To lead us in offering thanks, we have asked for comments from Leith Cunningham, a Korean War veteran from Fife Lake, Michigan, a longtime member who attends the Cadillac, Michigan, church.
Leith Cunningham
![]() LEITH AND DAISY--Leith Cunningham and his "70 mile an hour dog" Daisy. Leith said: "She goes everywhere with us and loves to hang her head out the window. If you go any faster, she can't keep her eyes open or handle the wind vibrating her lips. |
Combat service in Korea more than 50 years ago taught me the value of getting letters from home, honoring our flag and having the support of the folks back home. The best sound reaching your ears in those days was hearing your name called at mail call.
I still get a lump in my throat and goose bumps while standing, removing my hat, facing the flag and hearing “The Star Spangled Banner” being played, while the flag yet waves and we’re the home of the brave. Having the feeling that your service to your country mattered and knowing that the friends, neighbors and family that you had left behind were in support of that service was all part of what made it worthwhile.
During this Fourth of July season it now seems an appropriate part of our responsible duty to offer our support and encouragement to all of our Christian brothers, sisters and families in the WCG as well as all men and women everywhere who have served, now serve or will be serving in Operation Iraqi Freedom.

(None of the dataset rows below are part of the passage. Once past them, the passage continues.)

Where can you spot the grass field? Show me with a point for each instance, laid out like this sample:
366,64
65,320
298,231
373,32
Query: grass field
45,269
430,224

Let us now collectively close ranks as we symbolically remove our hats in their honor, offering them all of our grateful thanks and appreciation in their combined efforts to keep us a free nation.
To all veterans, past, present and future, we give you the praise and honor that you so richly deserve. Thank you and your families for your sacrifice for our freedom and safety. Freedom is not free! Thank a veteran today.
Leith Cunningham
(sleepydog68@hotmail.com)
Zachary Aaron Erickson
KALAMAZOO, Michigan—Zachary Aaron Erickson, 20, is a corporal in the Marine Corps and is in Iraq. He is attached to the Second Division and is in the Communications Company of the Fourth Battalion. He was involved in Operation Iraqi Freedom and at the time of this writing was at the Baghdad airport.
![]() Zachary Aaron Erickson |
![]() Michael Dustin Erickson |
He will soon be made sergeant, but already assists in commanding a platoon.
His brother, Private First Class Michael Dustin Erickson, 27, graduated from Marine Boot Camp in San Diego, California. He is a member of Golf Company of the Second Battalion.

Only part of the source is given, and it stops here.